I think if he’s clearly very upset over it and struggling generally I think the only thing you can do is take over night time duties or muddle through together until things improve. If he’s a good dad otherwise and your relationship is worth saving I wouldn’t leave over this - and trust me I’m one of the first to shout ltb having left an abusive ex when my first child was 6 months old!

mcmooberry · 06/01/2019 18:17

Well I've done it and would never have believed myself capable of swearing at a baby but sleep deprivation when you know you are not going to be able to cope the next day is utter hell. In your case as your baby is 14 months old it has been going on a long time. Sleep training is the answer here, have done it with all 3 but only once fully weaned and not needing to be fed overnight. Apologies if you have already tried this.

Floopyandtired · 06/01/2019 18:58

The mix of responses here really make me realise this isn’t a black and white situation. DP and I have spoken further about this and it’s come to light that since DS was born he has felt very lonely and isolated. He gave up all his hobbies and practically his entire social life when DS was born (of his own accord) so he could totally focus on being a dad, whereas I still make time to see my friends and have some “me” time when possible. To be honest I think he is a bit depressed. He thinks so too and is going to see the GP, and make more time for himself. I hadn’t really considered this until some PP’s mentioned it here having never experienced MH problems myself thankfully.
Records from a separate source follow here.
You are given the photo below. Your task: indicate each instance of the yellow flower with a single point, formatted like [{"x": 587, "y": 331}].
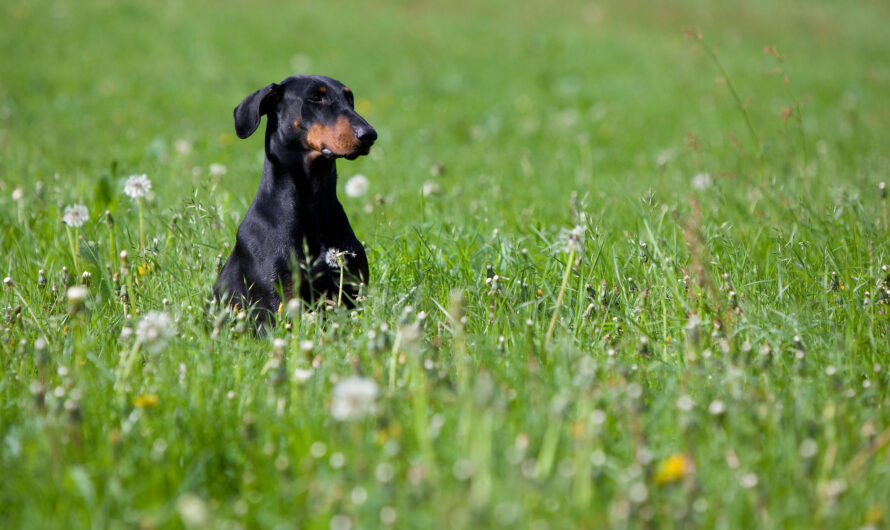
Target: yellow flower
[
  {"x": 674, "y": 468},
  {"x": 145, "y": 401}
]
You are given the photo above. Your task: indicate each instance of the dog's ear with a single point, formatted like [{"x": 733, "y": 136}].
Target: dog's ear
[{"x": 248, "y": 112}]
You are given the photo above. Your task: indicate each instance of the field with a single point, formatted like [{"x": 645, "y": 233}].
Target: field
[{"x": 629, "y": 268}]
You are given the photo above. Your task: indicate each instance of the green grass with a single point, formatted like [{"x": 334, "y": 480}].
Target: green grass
[{"x": 747, "y": 290}]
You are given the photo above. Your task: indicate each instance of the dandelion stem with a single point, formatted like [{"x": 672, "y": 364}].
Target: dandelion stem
[
  {"x": 73, "y": 249},
  {"x": 562, "y": 292},
  {"x": 394, "y": 361},
  {"x": 735, "y": 96},
  {"x": 141, "y": 229},
  {"x": 112, "y": 245},
  {"x": 131, "y": 361},
  {"x": 340, "y": 292}
]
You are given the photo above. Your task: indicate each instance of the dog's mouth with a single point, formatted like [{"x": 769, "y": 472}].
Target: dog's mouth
[{"x": 361, "y": 150}]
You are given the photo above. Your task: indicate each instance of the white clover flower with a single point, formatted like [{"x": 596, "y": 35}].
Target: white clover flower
[
  {"x": 182, "y": 146},
  {"x": 702, "y": 181},
  {"x": 685, "y": 403},
  {"x": 572, "y": 240},
  {"x": 354, "y": 398},
  {"x": 218, "y": 170},
  {"x": 431, "y": 188},
  {"x": 77, "y": 295},
  {"x": 357, "y": 186},
  {"x": 154, "y": 330},
  {"x": 332, "y": 256},
  {"x": 137, "y": 186},
  {"x": 301, "y": 375},
  {"x": 75, "y": 216}
]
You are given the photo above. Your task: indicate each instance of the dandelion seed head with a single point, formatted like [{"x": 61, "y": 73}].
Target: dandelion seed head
[
  {"x": 572, "y": 240},
  {"x": 154, "y": 330},
  {"x": 301, "y": 375},
  {"x": 75, "y": 216},
  {"x": 702, "y": 181},
  {"x": 333, "y": 256},
  {"x": 137, "y": 186},
  {"x": 77, "y": 295},
  {"x": 218, "y": 170},
  {"x": 354, "y": 398}
]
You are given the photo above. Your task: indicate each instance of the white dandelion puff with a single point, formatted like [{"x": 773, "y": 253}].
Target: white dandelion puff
[
  {"x": 218, "y": 170},
  {"x": 137, "y": 186},
  {"x": 572, "y": 240},
  {"x": 702, "y": 181},
  {"x": 155, "y": 329},
  {"x": 357, "y": 186},
  {"x": 685, "y": 403},
  {"x": 75, "y": 216},
  {"x": 182, "y": 146},
  {"x": 354, "y": 398},
  {"x": 332, "y": 256}
]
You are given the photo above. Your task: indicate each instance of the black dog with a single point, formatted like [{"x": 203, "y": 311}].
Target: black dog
[{"x": 296, "y": 217}]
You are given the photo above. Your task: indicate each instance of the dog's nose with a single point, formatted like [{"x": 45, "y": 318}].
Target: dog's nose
[{"x": 366, "y": 135}]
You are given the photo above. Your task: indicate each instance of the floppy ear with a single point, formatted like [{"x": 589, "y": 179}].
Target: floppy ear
[{"x": 247, "y": 113}]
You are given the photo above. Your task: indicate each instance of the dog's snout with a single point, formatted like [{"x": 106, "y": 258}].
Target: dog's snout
[{"x": 366, "y": 135}]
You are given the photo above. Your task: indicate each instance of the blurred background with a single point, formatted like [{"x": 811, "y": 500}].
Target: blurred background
[{"x": 518, "y": 104}]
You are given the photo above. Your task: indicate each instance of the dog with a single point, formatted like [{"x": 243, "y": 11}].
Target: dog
[{"x": 295, "y": 219}]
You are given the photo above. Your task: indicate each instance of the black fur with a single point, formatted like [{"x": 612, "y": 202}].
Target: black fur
[{"x": 311, "y": 122}]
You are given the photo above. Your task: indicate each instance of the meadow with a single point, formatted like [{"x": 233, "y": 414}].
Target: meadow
[{"x": 628, "y": 268}]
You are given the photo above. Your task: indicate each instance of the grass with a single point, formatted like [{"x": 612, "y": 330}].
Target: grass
[{"x": 718, "y": 349}]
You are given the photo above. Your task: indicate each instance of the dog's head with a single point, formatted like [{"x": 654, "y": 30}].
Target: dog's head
[{"x": 310, "y": 113}]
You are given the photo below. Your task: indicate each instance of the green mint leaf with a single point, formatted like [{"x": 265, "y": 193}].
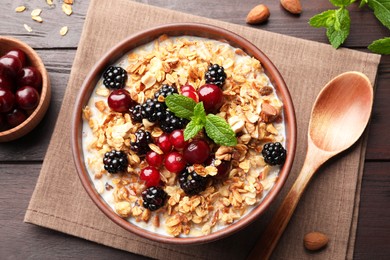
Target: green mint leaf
[
  {"x": 381, "y": 10},
  {"x": 363, "y": 3},
  {"x": 220, "y": 131},
  {"x": 339, "y": 32},
  {"x": 324, "y": 19},
  {"x": 341, "y": 3},
  {"x": 381, "y": 46},
  {"x": 199, "y": 114},
  {"x": 192, "y": 129},
  {"x": 180, "y": 105}
]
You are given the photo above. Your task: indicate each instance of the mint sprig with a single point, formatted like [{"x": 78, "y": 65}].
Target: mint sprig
[
  {"x": 337, "y": 22},
  {"x": 216, "y": 127}
]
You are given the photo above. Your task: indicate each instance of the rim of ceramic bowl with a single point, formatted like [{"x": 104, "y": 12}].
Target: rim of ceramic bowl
[
  {"x": 44, "y": 97},
  {"x": 180, "y": 29}
]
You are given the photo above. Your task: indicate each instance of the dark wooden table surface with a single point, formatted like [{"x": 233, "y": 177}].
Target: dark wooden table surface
[{"x": 21, "y": 160}]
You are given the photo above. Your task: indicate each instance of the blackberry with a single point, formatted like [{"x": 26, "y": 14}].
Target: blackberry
[
  {"x": 172, "y": 122},
  {"x": 114, "y": 77},
  {"x": 154, "y": 198},
  {"x": 153, "y": 110},
  {"x": 115, "y": 161},
  {"x": 274, "y": 153},
  {"x": 192, "y": 183},
  {"x": 141, "y": 145},
  {"x": 165, "y": 91},
  {"x": 215, "y": 75},
  {"x": 135, "y": 113}
]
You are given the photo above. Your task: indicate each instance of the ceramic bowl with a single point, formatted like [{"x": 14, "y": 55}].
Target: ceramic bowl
[
  {"x": 6, "y": 44},
  {"x": 189, "y": 29}
]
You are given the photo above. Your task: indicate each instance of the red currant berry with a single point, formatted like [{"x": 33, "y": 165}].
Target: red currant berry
[
  {"x": 7, "y": 100},
  {"x": 27, "y": 97},
  {"x": 11, "y": 65},
  {"x": 191, "y": 95},
  {"x": 16, "y": 117},
  {"x": 119, "y": 100},
  {"x": 6, "y": 82},
  {"x": 30, "y": 76},
  {"x": 197, "y": 151},
  {"x": 150, "y": 175},
  {"x": 18, "y": 54},
  {"x": 174, "y": 162},
  {"x": 163, "y": 142},
  {"x": 211, "y": 96},
  {"x": 177, "y": 139},
  {"x": 187, "y": 87},
  {"x": 154, "y": 159}
]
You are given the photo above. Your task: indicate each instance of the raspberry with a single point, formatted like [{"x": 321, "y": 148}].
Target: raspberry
[
  {"x": 191, "y": 182},
  {"x": 114, "y": 77},
  {"x": 141, "y": 145},
  {"x": 274, "y": 153},
  {"x": 115, "y": 161},
  {"x": 215, "y": 75},
  {"x": 154, "y": 198}
]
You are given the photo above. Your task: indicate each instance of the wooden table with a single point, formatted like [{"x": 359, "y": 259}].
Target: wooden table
[{"x": 21, "y": 160}]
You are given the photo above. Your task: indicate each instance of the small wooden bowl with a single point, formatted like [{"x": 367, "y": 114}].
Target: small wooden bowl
[{"x": 7, "y": 43}]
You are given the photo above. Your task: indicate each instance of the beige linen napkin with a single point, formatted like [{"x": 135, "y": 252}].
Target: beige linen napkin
[{"x": 330, "y": 204}]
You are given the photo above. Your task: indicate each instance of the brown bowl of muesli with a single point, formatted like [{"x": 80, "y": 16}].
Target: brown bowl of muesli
[{"x": 184, "y": 133}]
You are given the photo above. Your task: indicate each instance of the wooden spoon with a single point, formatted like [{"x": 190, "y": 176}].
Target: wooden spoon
[{"x": 338, "y": 118}]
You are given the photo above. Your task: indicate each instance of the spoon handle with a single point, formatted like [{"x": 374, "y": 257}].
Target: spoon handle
[{"x": 270, "y": 237}]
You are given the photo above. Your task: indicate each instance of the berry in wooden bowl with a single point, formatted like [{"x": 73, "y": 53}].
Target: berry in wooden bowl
[
  {"x": 168, "y": 132},
  {"x": 24, "y": 89}
]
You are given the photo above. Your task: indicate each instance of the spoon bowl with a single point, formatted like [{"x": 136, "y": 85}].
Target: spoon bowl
[{"x": 338, "y": 118}]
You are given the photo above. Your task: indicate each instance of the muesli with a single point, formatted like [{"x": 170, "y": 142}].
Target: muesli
[{"x": 146, "y": 106}]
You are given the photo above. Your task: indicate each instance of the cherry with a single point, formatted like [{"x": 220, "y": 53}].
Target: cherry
[
  {"x": 7, "y": 100},
  {"x": 6, "y": 82},
  {"x": 223, "y": 168},
  {"x": 175, "y": 162},
  {"x": 11, "y": 65},
  {"x": 187, "y": 87},
  {"x": 119, "y": 100},
  {"x": 30, "y": 76},
  {"x": 163, "y": 142},
  {"x": 27, "y": 97},
  {"x": 197, "y": 151},
  {"x": 18, "y": 54},
  {"x": 154, "y": 159},
  {"x": 211, "y": 96},
  {"x": 150, "y": 175},
  {"x": 16, "y": 117},
  {"x": 177, "y": 139},
  {"x": 191, "y": 95}
]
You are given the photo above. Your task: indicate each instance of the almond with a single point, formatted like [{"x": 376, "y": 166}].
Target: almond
[
  {"x": 258, "y": 14},
  {"x": 293, "y": 6},
  {"x": 315, "y": 240}
]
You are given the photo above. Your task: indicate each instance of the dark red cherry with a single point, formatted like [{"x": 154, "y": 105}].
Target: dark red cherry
[
  {"x": 150, "y": 175},
  {"x": 7, "y": 100},
  {"x": 197, "y": 151},
  {"x": 11, "y": 65},
  {"x": 163, "y": 142},
  {"x": 27, "y": 97},
  {"x": 18, "y": 54},
  {"x": 177, "y": 139},
  {"x": 6, "y": 82},
  {"x": 16, "y": 117},
  {"x": 211, "y": 96},
  {"x": 175, "y": 162},
  {"x": 154, "y": 159},
  {"x": 119, "y": 100},
  {"x": 30, "y": 76}
]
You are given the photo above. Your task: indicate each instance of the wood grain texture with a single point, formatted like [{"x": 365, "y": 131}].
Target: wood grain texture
[{"x": 20, "y": 161}]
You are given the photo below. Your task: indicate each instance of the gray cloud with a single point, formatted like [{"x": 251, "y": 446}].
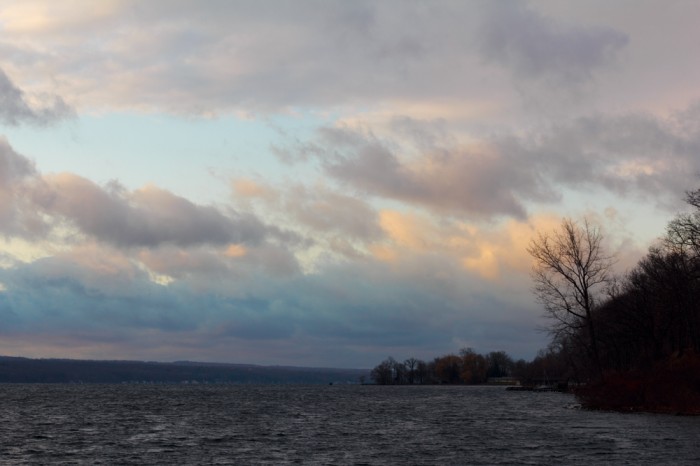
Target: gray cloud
[
  {"x": 17, "y": 215},
  {"x": 362, "y": 311},
  {"x": 635, "y": 154},
  {"x": 32, "y": 204},
  {"x": 535, "y": 46},
  {"x": 146, "y": 217},
  {"x": 15, "y": 109}
]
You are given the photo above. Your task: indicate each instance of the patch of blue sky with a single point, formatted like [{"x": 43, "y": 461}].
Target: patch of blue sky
[{"x": 192, "y": 157}]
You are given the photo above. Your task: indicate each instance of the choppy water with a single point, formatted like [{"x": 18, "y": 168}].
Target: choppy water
[{"x": 132, "y": 424}]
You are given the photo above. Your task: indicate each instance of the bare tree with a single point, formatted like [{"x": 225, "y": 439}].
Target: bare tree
[{"x": 571, "y": 272}]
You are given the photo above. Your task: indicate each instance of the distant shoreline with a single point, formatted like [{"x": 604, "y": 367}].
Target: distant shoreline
[{"x": 15, "y": 369}]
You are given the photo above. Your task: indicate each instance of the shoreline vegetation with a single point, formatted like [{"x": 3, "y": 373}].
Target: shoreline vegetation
[{"x": 628, "y": 343}]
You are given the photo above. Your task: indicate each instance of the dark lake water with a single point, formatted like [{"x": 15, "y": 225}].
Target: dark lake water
[{"x": 209, "y": 424}]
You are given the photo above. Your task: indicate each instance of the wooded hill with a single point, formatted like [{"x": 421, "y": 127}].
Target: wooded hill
[{"x": 25, "y": 370}]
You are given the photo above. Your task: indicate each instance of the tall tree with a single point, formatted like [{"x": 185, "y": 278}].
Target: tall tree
[{"x": 571, "y": 272}]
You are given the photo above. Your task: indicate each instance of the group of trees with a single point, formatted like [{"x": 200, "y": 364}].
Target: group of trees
[
  {"x": 640, "y": 330},
  {"x": 634, "y": 339},
  {"x": 467, "y": 367}
]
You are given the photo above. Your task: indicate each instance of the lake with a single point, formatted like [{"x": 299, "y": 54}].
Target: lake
[{"x": 346, "y": 424}]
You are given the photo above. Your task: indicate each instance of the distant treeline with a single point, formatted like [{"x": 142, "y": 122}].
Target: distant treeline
[
  {"x": 25, "y": 370},
  {"x": 467, "y": 367}
]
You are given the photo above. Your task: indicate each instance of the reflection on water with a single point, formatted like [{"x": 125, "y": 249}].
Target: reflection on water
[{"x": 173, "y": 424}]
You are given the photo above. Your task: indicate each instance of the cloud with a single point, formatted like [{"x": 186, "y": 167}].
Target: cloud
[
  {"x": 244, "y": 56},
  {"x": 633, "y": 154},
  {"x": 363, "y": 310},
  {"x": 534, "y": 46},
  {"x": 148, "y": 217},
  {"x": 17, "y": 214},
  {"x": 16, "y": 108}
]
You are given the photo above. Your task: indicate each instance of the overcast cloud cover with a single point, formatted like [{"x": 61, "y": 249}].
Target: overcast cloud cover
[{"x": 324, "y": 183}]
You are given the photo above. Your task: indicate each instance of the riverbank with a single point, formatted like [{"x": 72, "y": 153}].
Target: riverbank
[{"x": 671, "y": 387}]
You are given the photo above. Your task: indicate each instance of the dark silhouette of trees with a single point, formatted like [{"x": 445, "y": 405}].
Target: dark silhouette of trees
[
  {"x": 571, "y": 273},
  {"x": 468, "y": 367}
]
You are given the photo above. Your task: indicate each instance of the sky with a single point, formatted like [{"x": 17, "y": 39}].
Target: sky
[{"x": 325, "y": 183}]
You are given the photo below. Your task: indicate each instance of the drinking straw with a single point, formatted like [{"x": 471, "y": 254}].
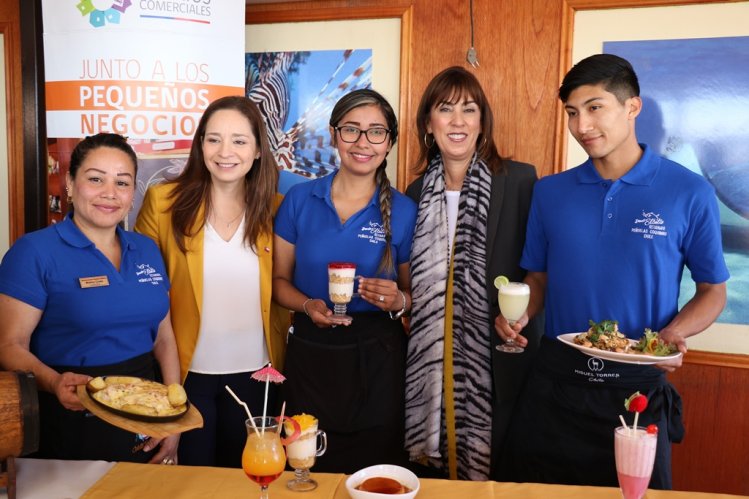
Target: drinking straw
[
  {"x": 247, "y": 409},
  {"x": 280, "y": 421},
  {"x": 624, "y": 423},
  {"x": 265, "y": 401}
]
Thank you so much.

As for sleep training, it’s something we’ve always been against - no judgement at all but it’s not for me.

I appreciate all the tough love and hand holding. I hope this is a turning point.

OP posts:
wictional · 06/01/2019 19:05

Have you read Daddy Blues by Mark Williams OP? It might shine a light on this - it really helped my friend who was going through PND as a father

TheSheepofWallSt · 06/01/2019 19:09

I was just about to post to say that fathers can have PND too, when i saw your update. Good that he’s getting help singly and you’re seeking therapy as a couple. I wish you the very best of luck.

Hoopaloop · 06/01/2019 19:11

There was a good aibu on here a few months ago where the mum asked if she was BU for having had screamed at her screaming toddler. Apparently that was cool.